Compared to early-generation polyimides, Polyimide CR stands apart for purity, long-term property retention, surface quality, and batch-to-batch performance. Our process changes didn’t come easy: We added inline FTIR spectra to check completeness of imidization, deployed cleaner drying ovens, and fine-tuned extrusion dies until thin films ran smoothly without tear-outs or edge deformation. Every tweak gets measured back against application performance, because a polymer is only as good as its behavior in the final assembly.
Innovation here goes beyond resin chemistry. By keeping our feedback loop close to customers—whether it’s an aerospace molder, a medtech integrator, or an electric vehicle newcomer—we catch weak points and get ahead of potential challenges. When an OEM approached us about copper cladding for a novel battery separator, we visited their line, watched where other resins flaked under tension, and adjusted our formulation to deliver both bond strength and flexibility. That kind of cycle keeps Polyimide CR at the head of the pack. Every failed trial on our side means fewer headaches when parts get fielded in actual machines.
We value clear-eyed feedback. In a trial for gas chromatography oven harnesses, a customer reported zero softening or carbonization after repeated heating above 300°C. Another customer in laser diode packaging found Polyimide CR survived exposure to flux, cleaning solvents, and focused IR without delamination. Customers counting on dielectric strength haven’t reported failures—even after years of cycling and field exposure. This doesn’t happen by accident; it stems from every test, tweak, and production run driving the performance envelope further than legacy resins.
A recent evaluation by a global electronics supplier compared Polyimide CR and a top-selling competitor. They found that parts injection-molded from Polyimide CR kept tighter geometry, even after hundreds of Joule heating cycles and abusive mechanical bending. We run pull-off and peel tests, not just for lab compliance but to guard real-world reliability. These results coast-to-coast and across regions reflect the same feedback: Polyimide CR resists the factors that kill lesser polymers.
From our vantage on the shop floor, polymer development never stands still. Climate demands, miniaturized electronics, renewable energy systems, and stricter regulatory standards force materials upwards—not just in terms of property numbers but in real, durable, field-proven reliability. Polyimide CR isn’t a static product line. Every year, we catch tweaks from production, pilot new process routes, and run exploratory lots that bring new features. Whether it’s thinner films for ultrafast computing, even lower trace metal content for medical tech, or new powder grades for industrial coatings, our approach stays rooted in making what works—not what’s easiest to sell or push in a datasheet.
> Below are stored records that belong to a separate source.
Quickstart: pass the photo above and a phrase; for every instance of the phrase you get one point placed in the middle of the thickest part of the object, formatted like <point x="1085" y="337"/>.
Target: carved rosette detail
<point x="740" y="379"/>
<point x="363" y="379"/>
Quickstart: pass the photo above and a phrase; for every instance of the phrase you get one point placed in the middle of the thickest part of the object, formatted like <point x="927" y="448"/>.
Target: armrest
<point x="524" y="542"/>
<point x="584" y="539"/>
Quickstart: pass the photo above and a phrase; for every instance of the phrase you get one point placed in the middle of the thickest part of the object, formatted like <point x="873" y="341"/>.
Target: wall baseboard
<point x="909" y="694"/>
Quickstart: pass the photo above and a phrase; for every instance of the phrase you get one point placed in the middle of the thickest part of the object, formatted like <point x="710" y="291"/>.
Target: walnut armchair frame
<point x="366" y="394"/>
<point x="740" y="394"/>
Clients who visit notice the difference in approach and engagement. We don’t view Polyimide CR as a simple bulk product but as a co-developed material; it evolves through actual user experience and on-the-ground results. Feedback from process engineers preps new grades for industrial wear, medical device runs, or aerospace launches, and this partnership carries over into each shipment. Polyimide CR owes its reputation to every improvement suggested in the field, every challenge met on a thermal line, and every successful assembly in a customer’s plant.
In our facility, we see the gap narrowing between lab innovation and industrial reliability. By keeping everything from compounding to final inspection close to the production floor and customer process, Polyimide CR stands as proof that advanced polymers can keep up with the most demanding next-gen applications. As materials challenges keep rising, we’ll keep responding, batch after batch, part after part.